Esther Orner  se souvient du poète Claude Vigée (Claude Vigée, 3 janvier 1921 – 2 octobre 2020) et de sa femme Evy.

CLAUDE VIGEE PROFESSEUR-POÈTE DE LITTÉRATURE.

La venue de Claude Vigée au début des années soixante au Département de Français fut une vraie révolution. Nous, les étudiants le ressentions sans pouvoir vraiment l’expliciter. Pour certains d’entre nous, nous entendions parler pour la première fois d’un Mallarmé ou d’un Camus. Le vingtième siècle n’était pas au programme. La littérature s’arrêtait au dix-neuvième siècle. Mais voilà avec Vigée nous découvrions non seulement le vingtième siècle mais aussi la modernité des grands classiques tels que Pascal ou Molière.
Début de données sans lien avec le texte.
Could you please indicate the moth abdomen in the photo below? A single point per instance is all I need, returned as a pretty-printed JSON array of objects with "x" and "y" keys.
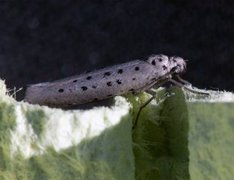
[{"x": 134, "y": 76}]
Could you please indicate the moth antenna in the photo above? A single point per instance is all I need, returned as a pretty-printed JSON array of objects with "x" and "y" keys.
[{"x": 187, "y": 88}]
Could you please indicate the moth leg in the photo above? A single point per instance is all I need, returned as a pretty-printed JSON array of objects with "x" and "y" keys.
[
  {"x": 153, "y": 93},
  {"x": 182, "y": 80},
  {"x": 187, "y": 88}
]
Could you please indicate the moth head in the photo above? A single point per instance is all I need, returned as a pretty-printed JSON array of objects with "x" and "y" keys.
[
  {"x": 159, "y": 61},
  {"x": 177, "y": 64}
]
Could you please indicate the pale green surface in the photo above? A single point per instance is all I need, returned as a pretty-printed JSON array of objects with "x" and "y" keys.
[
  {"x": 211, "y": 141},
  {"x": 42, "y": 143}
]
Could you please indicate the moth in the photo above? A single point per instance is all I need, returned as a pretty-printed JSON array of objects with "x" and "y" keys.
[{"x": 134, "y": 76}]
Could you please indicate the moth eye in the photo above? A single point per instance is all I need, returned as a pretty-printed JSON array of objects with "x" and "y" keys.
[
  {"x": 164, "y": 67},
  {"x": 60, "y": 90}
]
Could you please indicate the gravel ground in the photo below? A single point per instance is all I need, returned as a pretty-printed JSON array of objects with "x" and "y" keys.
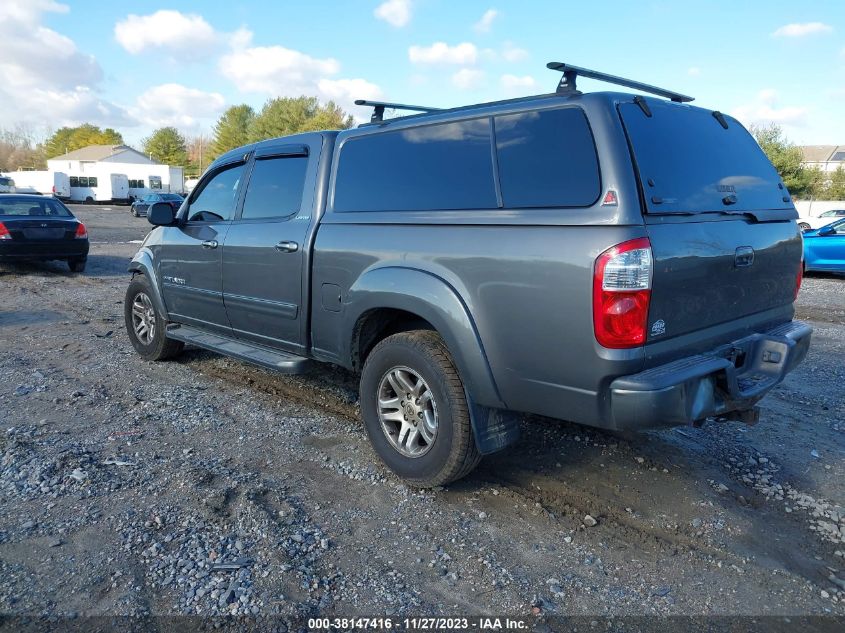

C’était une entrée en profondeur dans la littérature.Et en prime le plaisir d’étudier. Etre convié à réfléchir sur l’existence à travers la littérature. Et je citerai Flaubert dans une lettreà Mlle Leroyer de Chantepie : Le seul moyen de supporter l’existence s’est de s’étourdir dans la littérature comme dans une orgie perpétuelle.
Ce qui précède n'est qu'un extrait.